Very amusing story, Michael. I only wish my own experience of confession was as amusing.
I was 10 years old the last time I went to confession as a Catholic. I, too, found myself adrift in the "sin" category. I wasn't a perfect child, but I was extremely well raised and disciplined by a loving grandmother. As such, and with Good Friday approaching, I sat down and "came up with" a few sins to confess - just for good form, you understand.
His name was Father Lalonde. I commenced my confession with the usual protocol: "Bless me Father for I have sinned. it has been X months since my last confession..."
I went on to describe my little invented sins: I disobeyed my parents a few times; I said "bad words" on occasion; I had been mean to my little baby brother a number of time.
Father Lalonde stopped me. "How MANY times?" he asked.
"I don't keep a list, Father," I explained. "My gran always says to accentuate the positive and eliminate the negative."
"You should keep such a list," replied Father lalonde. "Little boys like you are EVIL by nature, don't you see that? Jesus knows you are evil. That's why you must confess monthkly, and KNOW exactly how often you have sinned, and what kind of sins you committed. If you don't, you will remain an evil boy and you will burn in Hell for all eternity."
I SO wish I was kidding. I am not. I left the confessional that day, never to return.
But I do - to this day - confess my sins directly to Jehovah on an "as needed" basis. And I receive absolution directly from my Lord and Saviour.
I have regretted for many years the "mistake" who was Father Lalonde. He singlehandedly drove a 10 year old GOOD LAD from the Romam Catholic Church.
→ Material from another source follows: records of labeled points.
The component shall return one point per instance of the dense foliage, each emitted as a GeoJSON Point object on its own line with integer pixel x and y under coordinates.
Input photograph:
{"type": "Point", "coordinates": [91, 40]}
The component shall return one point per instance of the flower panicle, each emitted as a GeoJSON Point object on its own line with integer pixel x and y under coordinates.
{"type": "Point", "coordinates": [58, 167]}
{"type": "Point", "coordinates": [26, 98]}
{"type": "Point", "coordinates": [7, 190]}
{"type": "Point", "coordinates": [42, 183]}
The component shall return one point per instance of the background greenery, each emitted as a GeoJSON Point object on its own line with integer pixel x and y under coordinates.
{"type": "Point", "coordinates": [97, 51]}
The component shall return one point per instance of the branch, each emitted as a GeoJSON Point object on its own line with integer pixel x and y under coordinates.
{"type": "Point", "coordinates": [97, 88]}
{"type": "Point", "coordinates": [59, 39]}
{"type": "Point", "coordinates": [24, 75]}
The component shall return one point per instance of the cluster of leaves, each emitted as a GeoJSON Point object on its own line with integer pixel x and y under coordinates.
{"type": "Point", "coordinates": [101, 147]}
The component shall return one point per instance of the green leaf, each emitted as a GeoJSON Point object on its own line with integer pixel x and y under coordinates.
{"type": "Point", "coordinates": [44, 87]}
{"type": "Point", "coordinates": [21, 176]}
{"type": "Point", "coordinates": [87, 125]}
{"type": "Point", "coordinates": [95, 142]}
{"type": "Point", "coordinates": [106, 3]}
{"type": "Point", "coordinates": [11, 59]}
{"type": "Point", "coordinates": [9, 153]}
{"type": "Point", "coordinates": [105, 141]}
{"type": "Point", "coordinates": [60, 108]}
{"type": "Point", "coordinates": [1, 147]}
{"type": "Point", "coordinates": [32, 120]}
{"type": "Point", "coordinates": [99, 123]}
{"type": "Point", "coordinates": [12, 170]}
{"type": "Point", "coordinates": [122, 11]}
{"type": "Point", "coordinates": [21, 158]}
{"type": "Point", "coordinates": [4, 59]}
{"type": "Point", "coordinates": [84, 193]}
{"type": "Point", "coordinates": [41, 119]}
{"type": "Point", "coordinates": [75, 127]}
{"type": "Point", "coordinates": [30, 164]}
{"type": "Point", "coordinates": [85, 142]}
Michael, I would completely understand if you were not to post this because it makes you uncomfortable. As I have explained to you personally, I would genuinely appreciate the opportunity to discuss this issue with a Catholic priest in the "here and now". But as it is, Father Lalonde remains the "priest" that I think of whenever i think of "Roman Catholic priest". It IS a pity, I know. But I suppose that is what happens when a good Catholic is subjected to spiritual abuse by a priestly troglodyte.